7 "This would turn that on its head," Jones says. "The title companies would throw up." "The taxpayers have spent and will continue to spend money on rights already purchased," Jensen says. Under the law as it stands today, if there is a well on your land and you're a mineral owner, the landowner pays a property tax. "If you don't own what's there before it's pumped out," Jones says, "then that tax goes away." Jones wonders that if you don't own what's been pumped out, would all the taxes that have been paid come back to the landowner? "You kind of have to wonder about that," Jones says. It seems to Jones, he says, that the Attorney General went way out of his way to talk about an issue that he didn't need to talk about. "He needed to talk about the ownership of groundwater," Jones says, "but he sure didn't need to talk about hydrocarbons." To be fair, Jones says the Attorney General's office does make a reference to the fact that there could be a compensable claim under some circumstances because there is some property ownership. But most of the argument, Jones points out, is that the landowner doesn't own it. The Texas Supreme Court has asked for full briefs on the case. "But they did the same thing in Del Rio," Jones reminds. For now, it's a matter of sitting and waiting. "The court might just deny it like they did Del Rio," Jones notes. At that point, the Day case will go back to the trial court for trial on the takings claim. The Texas Supreme Court can't grant a petition to hear the case unless they first ask for a response. They could ask for a response this month or deny the petition.

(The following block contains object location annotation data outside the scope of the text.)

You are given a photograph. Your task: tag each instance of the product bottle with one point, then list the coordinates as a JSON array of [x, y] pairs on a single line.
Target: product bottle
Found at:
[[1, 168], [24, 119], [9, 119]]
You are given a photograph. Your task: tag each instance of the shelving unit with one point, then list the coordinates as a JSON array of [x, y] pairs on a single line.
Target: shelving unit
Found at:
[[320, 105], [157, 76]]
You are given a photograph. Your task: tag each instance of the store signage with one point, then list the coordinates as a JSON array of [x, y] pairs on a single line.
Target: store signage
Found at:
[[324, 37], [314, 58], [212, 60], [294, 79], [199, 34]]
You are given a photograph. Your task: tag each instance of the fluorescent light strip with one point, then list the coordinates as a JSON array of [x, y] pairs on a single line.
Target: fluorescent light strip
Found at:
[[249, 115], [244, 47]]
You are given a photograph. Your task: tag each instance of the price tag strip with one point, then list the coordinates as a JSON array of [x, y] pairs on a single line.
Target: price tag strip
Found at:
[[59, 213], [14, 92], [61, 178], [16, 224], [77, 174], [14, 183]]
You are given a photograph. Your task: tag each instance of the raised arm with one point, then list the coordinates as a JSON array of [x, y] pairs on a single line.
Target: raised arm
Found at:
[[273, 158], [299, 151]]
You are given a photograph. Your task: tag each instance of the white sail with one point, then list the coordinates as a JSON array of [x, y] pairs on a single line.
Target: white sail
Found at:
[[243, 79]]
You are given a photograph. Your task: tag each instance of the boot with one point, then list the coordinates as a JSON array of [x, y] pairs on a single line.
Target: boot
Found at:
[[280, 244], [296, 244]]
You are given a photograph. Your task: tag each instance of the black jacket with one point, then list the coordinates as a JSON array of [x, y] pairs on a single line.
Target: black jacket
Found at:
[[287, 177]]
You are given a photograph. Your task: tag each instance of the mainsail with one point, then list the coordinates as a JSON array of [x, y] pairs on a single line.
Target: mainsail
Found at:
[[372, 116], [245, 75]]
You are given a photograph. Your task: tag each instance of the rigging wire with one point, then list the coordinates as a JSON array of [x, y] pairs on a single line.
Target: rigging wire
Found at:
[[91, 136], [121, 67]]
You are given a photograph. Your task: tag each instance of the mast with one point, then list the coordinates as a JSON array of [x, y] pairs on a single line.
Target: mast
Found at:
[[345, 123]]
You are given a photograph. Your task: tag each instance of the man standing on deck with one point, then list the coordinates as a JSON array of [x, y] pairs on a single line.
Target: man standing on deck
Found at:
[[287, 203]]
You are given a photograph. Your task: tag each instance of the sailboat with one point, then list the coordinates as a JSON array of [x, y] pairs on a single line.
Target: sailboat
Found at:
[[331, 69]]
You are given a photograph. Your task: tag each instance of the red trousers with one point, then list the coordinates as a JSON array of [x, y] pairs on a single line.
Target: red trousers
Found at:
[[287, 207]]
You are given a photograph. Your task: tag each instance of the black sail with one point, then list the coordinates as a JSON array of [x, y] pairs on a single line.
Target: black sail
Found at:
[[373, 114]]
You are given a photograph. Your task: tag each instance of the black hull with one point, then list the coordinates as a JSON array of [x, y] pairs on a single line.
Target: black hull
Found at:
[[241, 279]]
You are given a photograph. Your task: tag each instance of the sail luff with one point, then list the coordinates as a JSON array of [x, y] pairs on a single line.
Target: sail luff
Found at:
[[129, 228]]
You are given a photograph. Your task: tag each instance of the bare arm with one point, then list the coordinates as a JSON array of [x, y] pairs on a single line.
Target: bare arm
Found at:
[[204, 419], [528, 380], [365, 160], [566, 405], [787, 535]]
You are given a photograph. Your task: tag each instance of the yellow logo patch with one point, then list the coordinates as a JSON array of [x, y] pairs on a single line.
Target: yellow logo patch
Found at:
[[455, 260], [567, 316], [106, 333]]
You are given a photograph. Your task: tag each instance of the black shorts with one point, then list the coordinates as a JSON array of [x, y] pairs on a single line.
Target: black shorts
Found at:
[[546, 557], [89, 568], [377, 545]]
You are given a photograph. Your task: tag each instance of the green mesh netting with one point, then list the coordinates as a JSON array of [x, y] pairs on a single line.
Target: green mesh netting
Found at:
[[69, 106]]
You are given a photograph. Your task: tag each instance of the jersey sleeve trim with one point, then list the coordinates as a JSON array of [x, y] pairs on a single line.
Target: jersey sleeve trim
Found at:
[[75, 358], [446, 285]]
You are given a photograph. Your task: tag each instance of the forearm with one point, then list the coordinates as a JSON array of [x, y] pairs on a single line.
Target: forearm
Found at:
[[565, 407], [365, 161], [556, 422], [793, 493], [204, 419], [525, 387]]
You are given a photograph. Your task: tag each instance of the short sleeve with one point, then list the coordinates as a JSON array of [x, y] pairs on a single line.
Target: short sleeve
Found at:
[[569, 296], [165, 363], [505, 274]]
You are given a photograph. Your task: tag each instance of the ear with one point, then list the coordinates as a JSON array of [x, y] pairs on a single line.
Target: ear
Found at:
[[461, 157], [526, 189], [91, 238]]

8 "If they ask for a response," says Jensen, "then they could ask for a full briefing or grant the petition." The different sides in the case the state, the Days and the Edwards Aquifer filed their briefs in mid-september. There have been some amicus briefs filed, that is, friends of the court. More are expected. Jones and his law firm represent people who have an interest in the case. "If they grant the petition," Jones says, "we will file a brief."